A trois heures de l’investiture de Joe Biden, le Président sortant s’est envolé pour la Floride. Défiant jusqu’au bout les conventions et la vérité.

Dans une étrange contradiction, l’histoire retiendra que Donald Trump a quitté la Maison Blanche dans la honte et la solitude, mais aussi avec les honneurs. Ceux qu’il s’est lui-même attribués, dans une ultime bouffée pathétique de pouvoir et d’attention. A 8h 17, ce 20 janvier 2021, dans le matin glacial de Washington, le 45e Président des Etats-Unis a décollé avec son épouse, Melania, toute de noir vêtue, de la pelouse sud de la Maison Blanche à bord du Marine One, l’hélicoptère présidentiel.
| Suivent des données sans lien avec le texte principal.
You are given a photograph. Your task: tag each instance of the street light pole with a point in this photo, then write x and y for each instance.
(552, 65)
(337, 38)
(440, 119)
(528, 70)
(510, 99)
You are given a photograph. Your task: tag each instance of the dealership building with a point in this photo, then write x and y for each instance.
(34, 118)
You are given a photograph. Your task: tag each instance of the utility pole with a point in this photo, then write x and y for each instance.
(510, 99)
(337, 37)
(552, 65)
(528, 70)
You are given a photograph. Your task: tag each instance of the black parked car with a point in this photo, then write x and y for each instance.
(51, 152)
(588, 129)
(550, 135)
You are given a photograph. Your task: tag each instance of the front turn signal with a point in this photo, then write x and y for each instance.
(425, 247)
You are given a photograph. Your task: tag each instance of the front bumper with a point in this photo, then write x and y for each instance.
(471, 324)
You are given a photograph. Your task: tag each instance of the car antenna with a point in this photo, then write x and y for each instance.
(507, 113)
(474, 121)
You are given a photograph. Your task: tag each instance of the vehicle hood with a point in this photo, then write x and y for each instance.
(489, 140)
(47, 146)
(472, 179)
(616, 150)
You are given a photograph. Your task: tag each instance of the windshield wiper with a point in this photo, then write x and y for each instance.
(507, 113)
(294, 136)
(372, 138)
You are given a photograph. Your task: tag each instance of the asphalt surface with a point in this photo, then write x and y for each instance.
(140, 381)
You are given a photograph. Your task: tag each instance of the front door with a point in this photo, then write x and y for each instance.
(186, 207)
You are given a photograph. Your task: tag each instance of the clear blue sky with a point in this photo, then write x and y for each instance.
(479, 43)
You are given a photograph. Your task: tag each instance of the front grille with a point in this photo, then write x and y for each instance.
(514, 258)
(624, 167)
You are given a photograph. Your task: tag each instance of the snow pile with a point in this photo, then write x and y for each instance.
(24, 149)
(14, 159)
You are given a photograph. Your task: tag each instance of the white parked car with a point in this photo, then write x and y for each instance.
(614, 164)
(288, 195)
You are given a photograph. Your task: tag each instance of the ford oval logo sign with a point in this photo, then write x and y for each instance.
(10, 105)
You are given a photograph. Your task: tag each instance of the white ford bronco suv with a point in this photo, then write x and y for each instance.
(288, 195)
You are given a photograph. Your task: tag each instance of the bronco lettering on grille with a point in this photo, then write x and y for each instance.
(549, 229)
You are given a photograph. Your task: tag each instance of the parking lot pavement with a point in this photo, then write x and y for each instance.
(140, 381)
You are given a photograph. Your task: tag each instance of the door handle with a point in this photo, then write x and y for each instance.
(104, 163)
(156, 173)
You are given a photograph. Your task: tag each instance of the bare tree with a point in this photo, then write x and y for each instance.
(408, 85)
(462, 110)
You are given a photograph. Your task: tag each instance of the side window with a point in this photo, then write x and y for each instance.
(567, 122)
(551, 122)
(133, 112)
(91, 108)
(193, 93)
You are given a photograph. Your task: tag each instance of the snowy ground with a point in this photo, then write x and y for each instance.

Avant de rejoindre la base aérienne d’Andrews, l’appareil s’est offert un dernier tour au-dessus de la capitale, contournant le Wa­shington Monu­ment, survolant le National Mall, puis le Capitole, où vers midi se déroulera en petit comité et sous très haute surveillance l’investiture de Joe Biden, à laquelle il n’a pas voulu assister. Par la fenêtre, Donald Trump a pu observer les derniers préparatifs dans une ville fortifiée, quadrillée par la police et les soldats de la Garde nationale.
Sur le tarmac d’Andrews, la mise en scène ressemblait à l’un de ses innombrables meetings de campagne. Même musique disco à fond, même arrivée de rock star. Sauf que la foule, cette fois, ne s’est pas déplacée. A sa descente du Marine One, alors qu’il s’avançait vers les quelques dizaines de personnes, dont ses proches, venus l’écouter déblatérer une dernière fois en tant que Président, 21 coups de canon ont retenti. Trump avait exigé ce salut protocolaire, il l’a eu, sans marquer la moindre pause ou jeter le moindre regard aux militaires qui l’honoraient ainsi. Incapable, jusqu’au bout, de respect et de décorum.